Prior to the Nov. 28 game with Houston, Jazz Coach Jerry Sloan had a private talk with Rudd.

"Basically," said Rudd, "it was about having enthusiasm. The coach felt I needed enthusiasm. A lot of it was due to my missing the exhibition season because it put me behind. I wasn't able to do stuff right off, and I got frustrated."

Said Sloan, "I probably got on him a little bit. He struggled a little, and we had a chance to talk about it. Since then, he seems to have relaxed and played like we expected him to play."

The night of the "discussion," Rudd went 4-for-4 and scored 11 points against the Rockets. Although he began to tail off again, going 2-13 over the following three games, he didn't commit any turnovers. The last five games he's been impressive, averaging 6.4 points per outing.
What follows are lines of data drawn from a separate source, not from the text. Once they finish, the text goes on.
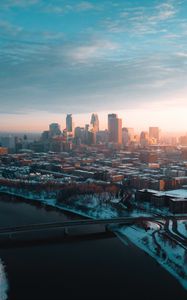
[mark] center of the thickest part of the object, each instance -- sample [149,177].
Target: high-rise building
[95,122]
[144,138]
[115,129]
[69,123]
[54,129]
[154,133]
[127,135]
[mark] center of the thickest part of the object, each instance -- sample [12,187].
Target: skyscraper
[154,133]
[95,122]
[54,129]
[69,123]
[115,129]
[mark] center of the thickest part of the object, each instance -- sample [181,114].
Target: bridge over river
[72,228]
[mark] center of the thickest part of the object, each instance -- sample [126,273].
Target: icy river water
[98,268]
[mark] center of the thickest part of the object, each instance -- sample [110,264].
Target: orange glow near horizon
[171,120]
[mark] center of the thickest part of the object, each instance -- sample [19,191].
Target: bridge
[81,223]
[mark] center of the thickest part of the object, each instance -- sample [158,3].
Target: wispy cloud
[96,50]
[6,4]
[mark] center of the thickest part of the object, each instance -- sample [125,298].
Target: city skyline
[26,123]
[84,56]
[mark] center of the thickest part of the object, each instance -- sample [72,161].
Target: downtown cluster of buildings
[117,155]
[115,137]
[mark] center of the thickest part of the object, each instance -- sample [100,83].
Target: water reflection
[3,282]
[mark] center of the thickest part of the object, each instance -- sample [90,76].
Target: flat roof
[179,193]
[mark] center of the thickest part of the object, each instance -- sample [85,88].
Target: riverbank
[81,269]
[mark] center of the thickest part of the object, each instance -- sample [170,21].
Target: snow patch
[3,283]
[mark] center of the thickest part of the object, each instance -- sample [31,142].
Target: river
[97,268]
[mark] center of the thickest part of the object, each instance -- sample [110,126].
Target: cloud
[144,20]
[7,4]
[85,6]
[95,50]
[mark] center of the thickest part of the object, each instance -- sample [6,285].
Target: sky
[79,57]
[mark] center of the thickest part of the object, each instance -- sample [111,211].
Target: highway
[75,223]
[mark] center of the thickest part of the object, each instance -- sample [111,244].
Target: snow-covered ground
[166,252]
[3,283]
[182,228]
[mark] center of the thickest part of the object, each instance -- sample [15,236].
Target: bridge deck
[68,224]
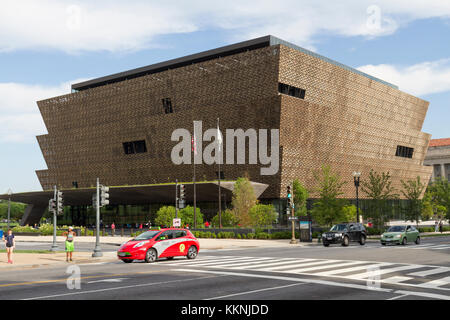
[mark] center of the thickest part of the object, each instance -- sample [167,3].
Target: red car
[155,244]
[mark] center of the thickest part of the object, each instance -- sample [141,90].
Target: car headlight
[140,244]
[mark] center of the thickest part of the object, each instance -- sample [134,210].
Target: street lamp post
[9,206]
[356,176]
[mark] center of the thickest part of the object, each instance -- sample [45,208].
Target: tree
[262,215]
[300,197]
[243,200]
[229,219]
[412,190]
[378,189]
[187,216]
[349,212]
[328,209]
[17,210]
[440,189]
[165,216]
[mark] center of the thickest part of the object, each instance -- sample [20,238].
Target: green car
[400,235]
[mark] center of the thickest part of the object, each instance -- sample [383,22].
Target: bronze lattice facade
[346,119]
Against Golden State, Rudd scored 10 points in just 12 minutes. Against Detroit, he netted three crucial baskets, and against the Lakers he popped two consecutive jumpers that played a large part in keeping the Lakers at a safe distance.
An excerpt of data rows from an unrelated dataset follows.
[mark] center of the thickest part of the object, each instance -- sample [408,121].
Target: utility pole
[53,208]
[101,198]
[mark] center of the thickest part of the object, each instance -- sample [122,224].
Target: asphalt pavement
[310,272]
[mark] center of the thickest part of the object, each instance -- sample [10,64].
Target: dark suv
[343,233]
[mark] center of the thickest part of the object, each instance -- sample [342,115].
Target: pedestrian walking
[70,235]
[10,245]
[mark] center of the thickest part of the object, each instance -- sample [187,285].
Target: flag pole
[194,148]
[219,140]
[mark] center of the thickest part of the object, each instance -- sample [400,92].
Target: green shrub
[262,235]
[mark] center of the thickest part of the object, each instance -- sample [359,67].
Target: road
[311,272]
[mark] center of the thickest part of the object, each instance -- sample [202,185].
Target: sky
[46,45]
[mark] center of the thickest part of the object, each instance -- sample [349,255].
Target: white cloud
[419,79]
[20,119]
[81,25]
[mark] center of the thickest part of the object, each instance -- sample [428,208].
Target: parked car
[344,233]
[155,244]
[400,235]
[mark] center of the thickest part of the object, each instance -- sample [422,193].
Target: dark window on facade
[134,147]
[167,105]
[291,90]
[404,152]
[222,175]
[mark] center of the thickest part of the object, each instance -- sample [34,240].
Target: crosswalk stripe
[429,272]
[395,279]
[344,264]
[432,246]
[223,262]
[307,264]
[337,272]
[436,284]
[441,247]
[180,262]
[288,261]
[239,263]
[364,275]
Since having his talk with Sloan, Rudd has made half his field goal attempts and averaged five points a game.

"The toughest job in basketball is the guy coming off the bench and playing," said Sloan. "It takes tremendous concentration to sit there and come out and suddenly play."

As a result of his reserve status, Rudd says teams don't play him too closely, challenging him to make the open jumper. Against Golden State he was 5-for-7. Thursday against the Nuggets he made four of five shots.

"They think the coach doesn't want you to shoot," said Rudd. "They know what their subs do when they're in the game."

Meanwhile, Sloan's subs will do something positive, or he'll be calling them in for a talk.

Pregame notes: The Jazz have won 11 of 12 games and nine in a row at the Salt Palace . . . Thurl Bailey is 13-19 from the field in the last two games and has scored in double figures in 12 of the last 14 games . . . Karl Malone has scored 189 points in the last six games (31.5) . . . John Stockton moved into the league lead in assists this week (13.9), surpassing the Lakers' Magic Johnson . . . The Pacers' Reggie Miller has a bruised left patella but is expected to play . . . Detlef Schrempf has a bruised knee but is expected to play, while Michael Williams (sprained ankle) is listed as probable.